Progressive disclosure means showing visitors only what they need at each stage, with deeper information available when they want it. On landing pages, this typically means: hero section tells you what it is and why you should care, scrolling reveals more detail, and accordions/expandable sections hold the specifics for those who want them.

The principle comes from cognitive load theory: people process information better in small, sequenced chunks than in large, simultaneous dumps. A pricing page that shows three plans upfront with "Compare all features" expandable below is using progressive disclosure. A pricing page that shows three plans plus 47 feature comparison rows immediately is not.

Where progressive disclosure works on landing pages

FAQ sections: Show the questions, hide the answers until clicked. This lets visitors scan to find their question without being overwhelmed by a wall of text. Accordion UI is the standard pattern.

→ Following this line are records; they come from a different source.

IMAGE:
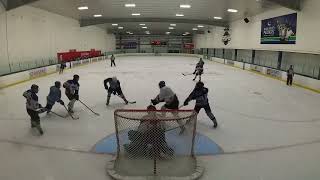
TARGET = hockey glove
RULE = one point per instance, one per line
(42, 110)
(61, 102)
(154, 102)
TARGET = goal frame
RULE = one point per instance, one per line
(198, 171)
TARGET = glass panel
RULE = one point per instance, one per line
(305, 64)
(267, 58)
(244, 55)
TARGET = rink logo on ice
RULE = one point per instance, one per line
(274, 73)
(38, 72)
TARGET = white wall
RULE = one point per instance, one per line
(4, 66)
(35, 34)
(247, 36)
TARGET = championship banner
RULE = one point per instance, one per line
(279, 30)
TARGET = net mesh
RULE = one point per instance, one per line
(155, 143)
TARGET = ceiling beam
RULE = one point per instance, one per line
(291, 4)
(11, 4)
(96, 21)
(4, 3)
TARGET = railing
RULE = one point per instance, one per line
(307, 65)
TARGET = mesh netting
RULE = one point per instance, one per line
(155, 143)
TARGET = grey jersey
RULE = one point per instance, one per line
(32, 100)
(166, 95)
(54, 94)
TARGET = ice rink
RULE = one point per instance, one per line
(267, 130)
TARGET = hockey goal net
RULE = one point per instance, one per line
(155, 144)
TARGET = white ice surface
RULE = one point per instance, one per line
(258, 117)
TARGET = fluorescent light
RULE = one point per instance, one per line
(232, 10)
(130, 5)
(185, 6)
(83, 8)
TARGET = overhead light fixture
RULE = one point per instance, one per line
(130, 5)
(83, 8)
(232, 10)
(185, 6)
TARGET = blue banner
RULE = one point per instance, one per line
(279, 30)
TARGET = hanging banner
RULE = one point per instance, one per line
(279, 30)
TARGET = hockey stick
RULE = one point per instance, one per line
(187, 74)
(130, 102)
(75, 118)
(58, 114)
(97, 114)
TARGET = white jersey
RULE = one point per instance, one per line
(166, 95)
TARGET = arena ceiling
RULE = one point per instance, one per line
(156, 14)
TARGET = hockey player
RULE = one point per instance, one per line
(54, 96)
(199, 70)
(62, 66)
(112, 60)
(171, 101)
(33, 107)
(149, 138)
(200, 94)
(114, 88)
(72, 91)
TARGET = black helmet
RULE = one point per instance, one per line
(57, 84)
(34, 87)
(162, 84)
(199, 84)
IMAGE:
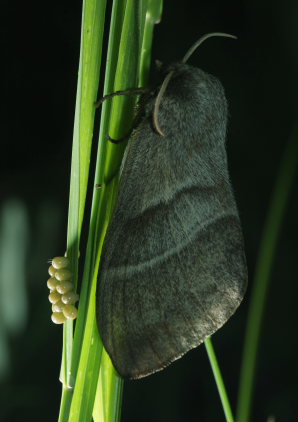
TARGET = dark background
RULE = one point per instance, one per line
(40, 52)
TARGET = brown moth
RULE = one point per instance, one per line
(173, 267)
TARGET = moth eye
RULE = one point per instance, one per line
(63, 274)
(58, 317)
(52, 283)
(70, 298)
(58, 306)
(64, 287)
(70, 311)
(54, 297)
(60, 262)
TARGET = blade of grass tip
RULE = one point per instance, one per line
(110, 384)
(263, 271)
(94, 243)
(152, 17)
(109, 391)
(88, 79)
(90, 356)
(219, 381)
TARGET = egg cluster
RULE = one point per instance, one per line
(62, 294)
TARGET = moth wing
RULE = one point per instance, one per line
(172, 272)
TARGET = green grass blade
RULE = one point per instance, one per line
(88, 78)
(265, 261)
(219, 381)
(87, 345)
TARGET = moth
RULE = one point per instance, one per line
(173, 267)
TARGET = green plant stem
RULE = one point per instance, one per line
(219, 381)
(263, 271)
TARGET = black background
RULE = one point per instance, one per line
(40, 52)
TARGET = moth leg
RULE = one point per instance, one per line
(137, 118)
(131, 91)
(119, 141)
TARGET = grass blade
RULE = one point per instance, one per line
(268, 246)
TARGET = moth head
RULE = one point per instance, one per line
(170, 71)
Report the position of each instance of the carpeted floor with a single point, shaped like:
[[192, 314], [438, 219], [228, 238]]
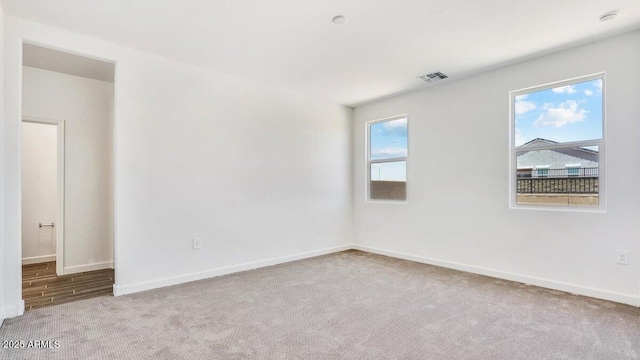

Feature details: Show headline and one-line description for each feature. "Learn more" expands to show details, screenshots, or examples. Visitors who need the detail get it; visitors who don't aren't slowed down.

Pricing: Show the plans and prices upfront. Detailed feature comparisons behind a toggle. Most visitors choose based on the high-level plan structure; the comparison table is for the 10% who need to verify specific features.

Forms: Multi-step forms that show one section at a time convert better than long single-page forms. The perceived effort is lower even when the total fields are the same.